Non-lineary is everywhere. Faults in a machine are not uniformly distributed but are interdependent on one another leading to a power relation or even an exponential relation. This is the case in virtually every system.
The solution to addressing these problems is to prioritise the order in which problems will be tackled. But what is the best way to do this?
One of the best regarded approaches takes into account the non-linear nature of problems. Vilfredo Pareto observed the same non-linearity in regards to land ownership in his day; 80% of the land was under the control of 20% of the population. In his honour, Joseph Juran (who, at one point, was an Apple consultant) invented the Pareto chart.
A Pareto chart provides a basis by which to address problems by taking into account the severity with which they impact a service. An example is illustrated below.
Imagine that the observable issues fall into nine (9) categories with various frequencies. First, we plot the number of issues in each category in reverse order. In the example above, about 600 of the 1000 observations fall into category D and so on. Next, we calculate the percentage that these numbers represent then plot the cumulative percentage. The last category should constitute only what is required to achieve 100%. Finally, we plot a horizontal line at the 80% mark and designate all those issues below the line as the vital few from which amendment will produce the biggest gains.

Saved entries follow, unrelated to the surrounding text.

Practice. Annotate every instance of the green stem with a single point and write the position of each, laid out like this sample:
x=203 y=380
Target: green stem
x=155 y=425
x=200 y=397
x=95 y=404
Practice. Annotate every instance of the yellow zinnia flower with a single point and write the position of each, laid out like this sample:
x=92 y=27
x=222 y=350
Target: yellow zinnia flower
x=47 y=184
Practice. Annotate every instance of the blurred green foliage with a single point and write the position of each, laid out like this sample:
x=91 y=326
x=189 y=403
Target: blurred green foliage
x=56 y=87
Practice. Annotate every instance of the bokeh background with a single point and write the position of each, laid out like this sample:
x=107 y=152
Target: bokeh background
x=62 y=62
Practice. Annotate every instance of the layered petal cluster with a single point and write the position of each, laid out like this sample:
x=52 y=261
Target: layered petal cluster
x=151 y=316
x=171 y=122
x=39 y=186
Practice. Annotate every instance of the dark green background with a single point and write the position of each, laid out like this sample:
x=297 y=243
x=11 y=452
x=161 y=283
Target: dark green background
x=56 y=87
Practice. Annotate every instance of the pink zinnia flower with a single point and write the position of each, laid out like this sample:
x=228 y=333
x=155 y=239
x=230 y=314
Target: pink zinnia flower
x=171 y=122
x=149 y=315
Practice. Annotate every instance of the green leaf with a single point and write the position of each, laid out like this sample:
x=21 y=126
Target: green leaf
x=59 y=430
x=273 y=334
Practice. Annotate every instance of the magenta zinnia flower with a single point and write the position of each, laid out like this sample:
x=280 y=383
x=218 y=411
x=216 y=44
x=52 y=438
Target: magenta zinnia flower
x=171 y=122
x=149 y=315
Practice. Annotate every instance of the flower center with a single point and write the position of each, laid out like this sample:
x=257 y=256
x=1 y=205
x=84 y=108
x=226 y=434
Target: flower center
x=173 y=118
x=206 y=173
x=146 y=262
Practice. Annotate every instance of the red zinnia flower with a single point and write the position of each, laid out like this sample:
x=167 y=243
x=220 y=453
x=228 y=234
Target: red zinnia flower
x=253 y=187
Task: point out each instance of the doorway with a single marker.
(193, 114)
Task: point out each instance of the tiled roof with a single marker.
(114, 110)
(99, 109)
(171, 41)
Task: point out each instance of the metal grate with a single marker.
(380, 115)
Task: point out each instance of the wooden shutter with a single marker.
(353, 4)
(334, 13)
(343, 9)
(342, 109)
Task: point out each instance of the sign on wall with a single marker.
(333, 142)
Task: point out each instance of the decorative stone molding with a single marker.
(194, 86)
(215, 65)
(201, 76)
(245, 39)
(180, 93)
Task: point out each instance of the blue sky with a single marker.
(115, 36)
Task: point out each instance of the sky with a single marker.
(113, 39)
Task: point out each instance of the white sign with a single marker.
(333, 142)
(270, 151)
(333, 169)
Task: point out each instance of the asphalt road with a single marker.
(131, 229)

Once we have resolved D and F conclusively, we can repeat the exercise using a fresh set of observations until we have satisfactorily raised the quality of the process.
You can find a code example at https://github.com/paulkorir/blog-examples/blob/master/pareto_chart.py. The key functions are:
group_data(data)
, which takes a list of observations in the N categories and produces a list
of tuple
s each with a str
and int
. This list is the reverse-sorted category counts e.g. [('C', 70), ('B', 23), ('A', 7)]
pareto_chart(grouped_data)
plots the Pareto chart like the one above.